# Fake News Detection - Machine Learning - Logistic Regression

Implementing Fake News Detection in Python. Implementing a machine learning system to predict if the news is real or fake.

Using textual data.

Resource: https://www.youtube.com/watch?v=nacLBdyG6jE

#### Overview

We will use a 'label data set'. This data set includes many news articles. Along with other information, it contains columns labeled as "Real News" or "Fake News".

We will import this dataset.

We will pre process this dataset.The softwares understands numbers, but do not understand text or characters. Our data is text, so we will have to convert the text data to numbers that be meaningful to the machine.

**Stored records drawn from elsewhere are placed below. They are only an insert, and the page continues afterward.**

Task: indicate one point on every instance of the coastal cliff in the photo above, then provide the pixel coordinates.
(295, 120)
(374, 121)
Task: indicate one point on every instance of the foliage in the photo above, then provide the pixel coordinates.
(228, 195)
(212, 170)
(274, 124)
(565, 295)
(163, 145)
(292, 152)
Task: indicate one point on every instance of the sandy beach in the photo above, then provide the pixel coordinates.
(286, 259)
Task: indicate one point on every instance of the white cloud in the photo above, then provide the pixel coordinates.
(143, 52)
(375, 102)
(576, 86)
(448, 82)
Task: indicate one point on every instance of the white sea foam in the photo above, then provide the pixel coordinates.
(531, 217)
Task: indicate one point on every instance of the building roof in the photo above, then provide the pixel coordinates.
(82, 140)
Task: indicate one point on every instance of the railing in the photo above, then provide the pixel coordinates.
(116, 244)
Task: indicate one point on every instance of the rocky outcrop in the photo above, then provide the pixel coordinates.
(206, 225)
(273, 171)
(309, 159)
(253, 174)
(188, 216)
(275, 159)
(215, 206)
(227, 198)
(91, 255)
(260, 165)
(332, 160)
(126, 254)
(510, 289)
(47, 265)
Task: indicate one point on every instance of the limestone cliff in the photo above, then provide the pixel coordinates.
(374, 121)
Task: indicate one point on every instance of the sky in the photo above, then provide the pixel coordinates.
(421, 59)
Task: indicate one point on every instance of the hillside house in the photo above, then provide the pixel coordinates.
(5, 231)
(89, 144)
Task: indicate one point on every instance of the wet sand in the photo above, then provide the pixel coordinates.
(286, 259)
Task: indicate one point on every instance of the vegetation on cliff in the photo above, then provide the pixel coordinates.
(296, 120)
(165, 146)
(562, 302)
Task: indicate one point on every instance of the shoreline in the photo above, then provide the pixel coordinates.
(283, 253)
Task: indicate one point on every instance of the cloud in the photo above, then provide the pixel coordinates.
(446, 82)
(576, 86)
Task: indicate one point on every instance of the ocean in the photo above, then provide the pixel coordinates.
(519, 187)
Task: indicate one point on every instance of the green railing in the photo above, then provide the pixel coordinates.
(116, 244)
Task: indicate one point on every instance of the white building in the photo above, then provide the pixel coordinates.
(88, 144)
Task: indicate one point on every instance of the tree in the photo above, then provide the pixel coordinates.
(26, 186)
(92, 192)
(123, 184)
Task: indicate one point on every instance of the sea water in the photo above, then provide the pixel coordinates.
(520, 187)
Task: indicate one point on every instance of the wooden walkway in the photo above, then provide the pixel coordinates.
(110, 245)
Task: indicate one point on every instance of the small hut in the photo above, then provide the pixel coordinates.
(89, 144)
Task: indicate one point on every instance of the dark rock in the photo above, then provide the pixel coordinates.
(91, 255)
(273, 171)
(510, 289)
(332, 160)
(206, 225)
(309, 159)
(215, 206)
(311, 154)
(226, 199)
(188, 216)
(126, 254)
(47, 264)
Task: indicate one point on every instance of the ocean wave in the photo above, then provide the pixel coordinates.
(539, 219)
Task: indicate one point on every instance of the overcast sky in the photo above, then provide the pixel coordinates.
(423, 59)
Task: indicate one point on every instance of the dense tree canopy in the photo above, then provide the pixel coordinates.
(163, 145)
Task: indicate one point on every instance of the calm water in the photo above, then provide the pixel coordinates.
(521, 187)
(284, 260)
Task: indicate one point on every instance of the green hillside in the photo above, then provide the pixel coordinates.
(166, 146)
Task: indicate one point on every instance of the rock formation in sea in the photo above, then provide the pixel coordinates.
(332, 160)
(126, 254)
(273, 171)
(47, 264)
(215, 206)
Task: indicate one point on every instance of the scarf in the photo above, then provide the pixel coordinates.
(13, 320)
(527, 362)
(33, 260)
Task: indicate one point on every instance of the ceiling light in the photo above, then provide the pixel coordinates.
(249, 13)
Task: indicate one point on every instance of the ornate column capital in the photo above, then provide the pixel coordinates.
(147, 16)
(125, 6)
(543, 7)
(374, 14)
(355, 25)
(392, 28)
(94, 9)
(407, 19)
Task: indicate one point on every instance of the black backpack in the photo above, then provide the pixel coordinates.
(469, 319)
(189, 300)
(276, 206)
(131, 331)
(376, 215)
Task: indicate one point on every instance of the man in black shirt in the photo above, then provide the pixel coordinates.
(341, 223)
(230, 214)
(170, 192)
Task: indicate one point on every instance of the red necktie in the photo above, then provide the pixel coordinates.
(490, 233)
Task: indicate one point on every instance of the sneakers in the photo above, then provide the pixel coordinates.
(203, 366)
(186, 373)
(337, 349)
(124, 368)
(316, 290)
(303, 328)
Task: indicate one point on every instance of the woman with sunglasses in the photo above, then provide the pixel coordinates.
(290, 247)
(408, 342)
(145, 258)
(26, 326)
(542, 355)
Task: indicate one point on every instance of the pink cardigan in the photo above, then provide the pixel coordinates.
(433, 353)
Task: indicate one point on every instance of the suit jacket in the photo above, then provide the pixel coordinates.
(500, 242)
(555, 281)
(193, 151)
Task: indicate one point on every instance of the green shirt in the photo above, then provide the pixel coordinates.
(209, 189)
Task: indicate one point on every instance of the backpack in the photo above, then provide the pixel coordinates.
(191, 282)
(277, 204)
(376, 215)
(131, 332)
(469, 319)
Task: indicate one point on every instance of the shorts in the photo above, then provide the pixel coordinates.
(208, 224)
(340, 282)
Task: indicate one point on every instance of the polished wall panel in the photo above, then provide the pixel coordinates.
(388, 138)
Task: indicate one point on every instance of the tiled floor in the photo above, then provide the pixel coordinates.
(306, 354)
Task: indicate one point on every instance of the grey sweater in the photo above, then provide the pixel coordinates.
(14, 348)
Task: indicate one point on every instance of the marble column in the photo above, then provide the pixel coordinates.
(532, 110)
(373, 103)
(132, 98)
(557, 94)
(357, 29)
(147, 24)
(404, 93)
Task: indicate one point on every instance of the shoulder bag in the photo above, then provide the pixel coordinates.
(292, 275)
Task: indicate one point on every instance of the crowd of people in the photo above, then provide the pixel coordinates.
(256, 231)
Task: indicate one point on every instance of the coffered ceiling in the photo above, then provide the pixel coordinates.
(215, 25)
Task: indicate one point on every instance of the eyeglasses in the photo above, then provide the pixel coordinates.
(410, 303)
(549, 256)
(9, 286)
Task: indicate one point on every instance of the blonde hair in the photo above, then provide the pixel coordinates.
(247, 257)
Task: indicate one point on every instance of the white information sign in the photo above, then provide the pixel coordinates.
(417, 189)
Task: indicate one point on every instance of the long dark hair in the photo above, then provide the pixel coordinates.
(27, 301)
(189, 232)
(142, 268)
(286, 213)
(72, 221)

Once the text is converted, we will split the dataset into training data and test data. 
We will train our machine learning model with the training data set. 
We will use the test data to evaluate our model. 

We will feed the training data into the Logistic Regression model. We are using this model because logistic regression is best suited for binary classification, which means it is being classified into one of two types: real or fake. 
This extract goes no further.